= Meena Waseem =

Pakistani-Canadian advocate for equitable education

Meena Waseem is a Pakistani-Canadian and Muslim advocate for accessible education from Kitchener, Ontario. In February 2019, she was named one of thirty-five Loran Scholars nationwide. In April 2019, she was named Kitchener-Waterloo Woman of the Year in the Young Adult category, making her the youngest recipient of the award.

== Education ==
Waseem attended Cameron Heights Collegiate Institute in Kitchener, Ontario where she was student council president. She is a Bachelor of Commerce student at Queen's University.

== Advocacy and influence ==
Waseem is known for co-organizing Stolen By Smith, a campaign calling for improved diversity, equity, and inclusion at Queen's and the Smith School of Business at Queen's. She has criticized business schools for lacking inclusive policies and curriculums that teach equity-centred leadership. She is also outspoken about the minimization of equity-deserving students' experiences in business schools.

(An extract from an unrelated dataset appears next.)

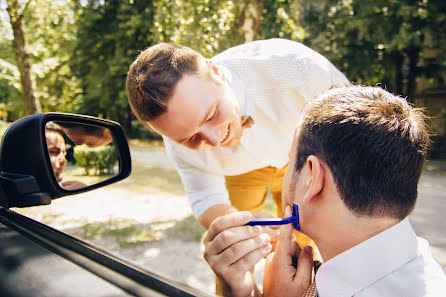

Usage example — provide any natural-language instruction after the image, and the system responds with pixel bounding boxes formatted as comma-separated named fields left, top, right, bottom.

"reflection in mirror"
left=45, top=121, right=118, bottom=191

Stolen By Smith led to the creation of similar calls to action at business schools across Canada.

In March 2022, Waseem also organized Ramadan dining hall supports for Muslim students observing Ramadan at Queen's.

In response to employers' concerns about the Great Resignation, Waseem was outspoken about the importance of workplace flexibility for Gen Z employees.

Waseem was part of a team that created Waterloo Region's first youth wellbeing data collection project.

She is a Young Director in Cohort 5 of the FORA: Network for Change Girls on Boards program.

Waseem serves on the Board of Directors of the Sexual Assault Centre of Kingston.